Something like Final Fantasy VII had what I'd classify as a very satisfying conclusion, which feels like it was more common in older titles.  It built to it strongly and left a great impact.  (Whether or not this is a FFVII pun is for the reader to decide.)  So while I definitely recall having to grind a lot, and while the battle system was pretty repetitive and not particularly engaging (especially playing in slow-motion on my garbage PC), I felt like it was worth the time invested in the end.

When the ending doesn't pay off and the gameplay isn't super fun on its own, though, that's the perfect storm of shit.  FFXV sure pissed me off with the tragic dumpster fire that passed for its plot and ultimate resolution, enough so that it actually overwhelmed a battle system that I kinda liked.  Xenoblade Chronicles X was maybe a more reasonable example, where I sure spent ages with a battle system that wasn't outrageously entertaining, miring myself in probably hundreds of repetitive sidequests, only to have the game end in a cliffhanger.  "Great."  It sure didn't help that Xenoblade also teased a lot of cool potential encounters for the post-game, but locked them behind effectively twenty additional levels of grinding I'd have to do with no more dangling plot to drive me forward.

What's got me thinking about all this again is Octopath Traveler, released last week for the Switch.  I've played the demo, I'm super into the visuals and the music, and the package seems real polished.  But when I think about my experiences with RPGs historically, I worry about buying into something almost guaranteed to piss me off in the end.  Octopath seems like the successor to Bravely Default, a game I actually quit playing part of the way through because its plot wasn't engaging enough to overcome how staggeringly repetitive it was.  It was billed as a modern take on old-school RPGs, but I feel like the updates were largely superficial, leaving the remainder mired in grindey and shallow trappings.  Octopath could be following a similar path, with reviews mentioning the need to grind and a lot of doing the same kinds of things over and over again.

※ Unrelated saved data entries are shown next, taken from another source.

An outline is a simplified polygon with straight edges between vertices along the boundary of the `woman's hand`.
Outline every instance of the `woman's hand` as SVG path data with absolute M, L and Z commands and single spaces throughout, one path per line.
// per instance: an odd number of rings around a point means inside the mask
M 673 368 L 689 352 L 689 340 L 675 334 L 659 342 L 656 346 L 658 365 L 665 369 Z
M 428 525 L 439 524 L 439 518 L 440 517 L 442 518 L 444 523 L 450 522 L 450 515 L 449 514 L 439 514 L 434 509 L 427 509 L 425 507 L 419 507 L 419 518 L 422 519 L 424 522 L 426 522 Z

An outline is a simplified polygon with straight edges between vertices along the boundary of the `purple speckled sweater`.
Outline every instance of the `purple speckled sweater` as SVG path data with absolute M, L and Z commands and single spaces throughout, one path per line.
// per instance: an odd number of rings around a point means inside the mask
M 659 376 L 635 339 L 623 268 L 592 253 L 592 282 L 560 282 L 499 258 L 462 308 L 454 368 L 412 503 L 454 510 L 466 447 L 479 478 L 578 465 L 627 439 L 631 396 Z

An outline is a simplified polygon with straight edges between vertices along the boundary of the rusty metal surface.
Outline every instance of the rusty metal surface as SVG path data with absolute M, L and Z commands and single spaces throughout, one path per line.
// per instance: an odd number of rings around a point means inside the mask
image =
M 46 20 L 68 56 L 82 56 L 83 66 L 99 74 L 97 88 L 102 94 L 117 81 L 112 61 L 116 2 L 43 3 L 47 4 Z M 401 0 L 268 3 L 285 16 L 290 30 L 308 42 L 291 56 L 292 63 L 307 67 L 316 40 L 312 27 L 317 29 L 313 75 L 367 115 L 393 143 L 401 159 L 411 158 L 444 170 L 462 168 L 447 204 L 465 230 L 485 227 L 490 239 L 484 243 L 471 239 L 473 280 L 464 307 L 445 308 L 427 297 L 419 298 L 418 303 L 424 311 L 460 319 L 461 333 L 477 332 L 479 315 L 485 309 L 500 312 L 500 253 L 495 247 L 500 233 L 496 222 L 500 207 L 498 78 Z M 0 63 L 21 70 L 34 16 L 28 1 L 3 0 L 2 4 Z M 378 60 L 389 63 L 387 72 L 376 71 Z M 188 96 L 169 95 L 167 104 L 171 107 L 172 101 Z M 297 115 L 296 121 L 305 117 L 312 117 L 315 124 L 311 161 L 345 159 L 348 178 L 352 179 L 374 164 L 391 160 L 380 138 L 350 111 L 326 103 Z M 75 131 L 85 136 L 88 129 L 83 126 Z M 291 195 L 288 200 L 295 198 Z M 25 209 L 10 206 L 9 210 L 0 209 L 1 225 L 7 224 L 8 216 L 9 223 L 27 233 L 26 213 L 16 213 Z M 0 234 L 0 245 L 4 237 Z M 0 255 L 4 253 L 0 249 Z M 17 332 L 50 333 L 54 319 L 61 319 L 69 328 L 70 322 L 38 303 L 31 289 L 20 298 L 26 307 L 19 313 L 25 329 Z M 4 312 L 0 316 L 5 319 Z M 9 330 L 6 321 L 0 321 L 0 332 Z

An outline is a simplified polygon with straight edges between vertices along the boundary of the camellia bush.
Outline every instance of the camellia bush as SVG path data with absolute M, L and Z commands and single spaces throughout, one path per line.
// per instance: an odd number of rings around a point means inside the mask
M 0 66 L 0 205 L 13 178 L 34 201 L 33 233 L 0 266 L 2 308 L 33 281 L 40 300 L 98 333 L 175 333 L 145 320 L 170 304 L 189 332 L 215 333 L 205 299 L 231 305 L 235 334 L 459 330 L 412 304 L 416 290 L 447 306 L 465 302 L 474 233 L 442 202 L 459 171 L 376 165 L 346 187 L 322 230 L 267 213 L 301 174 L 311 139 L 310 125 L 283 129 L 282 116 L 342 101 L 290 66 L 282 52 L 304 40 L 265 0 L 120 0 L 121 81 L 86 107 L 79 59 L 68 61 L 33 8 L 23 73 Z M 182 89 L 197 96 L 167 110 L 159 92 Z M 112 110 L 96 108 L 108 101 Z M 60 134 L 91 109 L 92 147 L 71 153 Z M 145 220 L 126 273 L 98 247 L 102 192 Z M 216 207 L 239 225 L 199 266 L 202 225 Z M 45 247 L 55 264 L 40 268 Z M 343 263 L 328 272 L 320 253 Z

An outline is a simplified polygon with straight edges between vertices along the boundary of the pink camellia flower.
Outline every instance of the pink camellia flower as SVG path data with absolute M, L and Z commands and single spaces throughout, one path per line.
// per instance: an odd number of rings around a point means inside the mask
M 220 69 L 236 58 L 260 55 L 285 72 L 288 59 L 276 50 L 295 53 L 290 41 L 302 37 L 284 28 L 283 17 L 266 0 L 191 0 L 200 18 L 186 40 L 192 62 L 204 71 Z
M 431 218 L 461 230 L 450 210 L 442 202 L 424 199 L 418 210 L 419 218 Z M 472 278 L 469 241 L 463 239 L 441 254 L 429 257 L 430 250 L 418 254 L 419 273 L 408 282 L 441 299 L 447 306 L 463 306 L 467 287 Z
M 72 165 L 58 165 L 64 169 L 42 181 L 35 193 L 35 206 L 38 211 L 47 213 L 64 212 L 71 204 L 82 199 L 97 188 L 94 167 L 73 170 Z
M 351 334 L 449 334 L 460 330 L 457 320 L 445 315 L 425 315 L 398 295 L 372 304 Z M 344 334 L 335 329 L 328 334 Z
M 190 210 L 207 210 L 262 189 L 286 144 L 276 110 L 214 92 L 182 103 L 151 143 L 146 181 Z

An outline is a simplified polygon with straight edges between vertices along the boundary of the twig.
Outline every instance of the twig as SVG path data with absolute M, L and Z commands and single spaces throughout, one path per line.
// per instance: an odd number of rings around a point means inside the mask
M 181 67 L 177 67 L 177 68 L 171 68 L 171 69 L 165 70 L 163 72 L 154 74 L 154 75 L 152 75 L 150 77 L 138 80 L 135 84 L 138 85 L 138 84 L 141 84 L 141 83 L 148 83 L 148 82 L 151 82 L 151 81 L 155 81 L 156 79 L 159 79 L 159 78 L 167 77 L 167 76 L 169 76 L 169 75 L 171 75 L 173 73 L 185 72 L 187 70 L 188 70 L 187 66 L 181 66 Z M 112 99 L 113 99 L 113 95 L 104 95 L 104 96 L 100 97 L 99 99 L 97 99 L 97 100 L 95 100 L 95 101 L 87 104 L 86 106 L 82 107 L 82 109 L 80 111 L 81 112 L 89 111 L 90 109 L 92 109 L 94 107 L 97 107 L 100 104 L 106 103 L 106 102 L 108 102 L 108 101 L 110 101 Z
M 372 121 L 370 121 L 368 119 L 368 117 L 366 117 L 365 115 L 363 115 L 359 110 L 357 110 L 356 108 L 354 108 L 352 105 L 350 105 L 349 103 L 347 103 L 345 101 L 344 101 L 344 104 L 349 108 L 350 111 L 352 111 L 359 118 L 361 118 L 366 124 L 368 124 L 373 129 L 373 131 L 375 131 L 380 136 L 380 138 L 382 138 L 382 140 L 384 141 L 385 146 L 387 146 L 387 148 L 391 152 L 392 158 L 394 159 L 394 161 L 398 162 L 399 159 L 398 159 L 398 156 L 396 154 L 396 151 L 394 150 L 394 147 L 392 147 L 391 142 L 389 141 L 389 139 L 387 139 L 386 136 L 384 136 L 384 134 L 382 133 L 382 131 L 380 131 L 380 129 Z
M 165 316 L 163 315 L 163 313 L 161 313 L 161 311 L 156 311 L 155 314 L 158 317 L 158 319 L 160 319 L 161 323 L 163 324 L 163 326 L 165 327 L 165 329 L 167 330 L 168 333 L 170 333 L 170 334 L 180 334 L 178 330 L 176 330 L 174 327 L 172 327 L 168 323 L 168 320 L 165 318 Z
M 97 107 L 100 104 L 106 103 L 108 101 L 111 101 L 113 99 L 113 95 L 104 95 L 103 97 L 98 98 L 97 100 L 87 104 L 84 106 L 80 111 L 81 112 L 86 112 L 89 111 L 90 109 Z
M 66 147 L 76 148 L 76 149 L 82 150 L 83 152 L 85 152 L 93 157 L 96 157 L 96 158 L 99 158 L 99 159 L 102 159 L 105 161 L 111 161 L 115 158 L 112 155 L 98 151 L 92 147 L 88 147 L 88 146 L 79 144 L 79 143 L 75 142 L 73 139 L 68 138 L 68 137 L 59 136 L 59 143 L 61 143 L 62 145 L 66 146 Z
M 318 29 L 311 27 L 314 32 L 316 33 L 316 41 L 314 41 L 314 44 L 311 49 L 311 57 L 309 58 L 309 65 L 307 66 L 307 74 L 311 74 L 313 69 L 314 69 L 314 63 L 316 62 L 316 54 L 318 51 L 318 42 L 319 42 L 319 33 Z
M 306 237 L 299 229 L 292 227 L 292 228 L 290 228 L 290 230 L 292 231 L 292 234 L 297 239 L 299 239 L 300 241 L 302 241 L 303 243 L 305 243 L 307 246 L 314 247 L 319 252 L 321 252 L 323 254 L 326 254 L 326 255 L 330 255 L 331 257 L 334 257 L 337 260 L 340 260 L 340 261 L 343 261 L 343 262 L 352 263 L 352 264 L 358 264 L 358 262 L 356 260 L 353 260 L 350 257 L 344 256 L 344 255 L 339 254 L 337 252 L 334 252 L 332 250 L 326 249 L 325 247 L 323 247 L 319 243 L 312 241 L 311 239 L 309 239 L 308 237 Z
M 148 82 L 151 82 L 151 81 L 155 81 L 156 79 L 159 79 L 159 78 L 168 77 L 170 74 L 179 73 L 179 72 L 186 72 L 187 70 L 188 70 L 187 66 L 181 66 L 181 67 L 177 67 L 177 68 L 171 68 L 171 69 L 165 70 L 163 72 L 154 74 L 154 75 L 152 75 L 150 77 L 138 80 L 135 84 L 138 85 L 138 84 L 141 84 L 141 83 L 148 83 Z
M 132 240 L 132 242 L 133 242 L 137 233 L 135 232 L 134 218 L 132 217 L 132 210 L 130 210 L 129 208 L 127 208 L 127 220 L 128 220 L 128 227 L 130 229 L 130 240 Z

But a pleasant world, one well rendered, scored, and peopled, is one that I find alluring nonetheless.  I suspect I'll always struggle with this—some part of me wants to disappear into these RPG universes, into their fully-realized settings that you only get glimpses of in games belonging to different genres.  These deep dives with their cultures and histories, with their globetrotting plots that promise intrigue and drama.  As a Nintendo Guy most of what I play is still very gameplay-focused—it's what made me so glib about FF7 back when RPGs seemed like such an absurd prospect.  I bet I pursue these kinds of experiences now almost as a counterpoint, and that gameplay proclivity likely fuels my reflexive backlash when a jaunt into the more story-heavy realm ends up poorly realized.

Ultimately whether I pick up Octopath is still in the air—I've got so much else to play and do that it's conceivable I just won't get around to it before I lose interest in the prospect.  But I'm sure to return to this debate in the future.  When it comes to this damn genre I just can't help myself.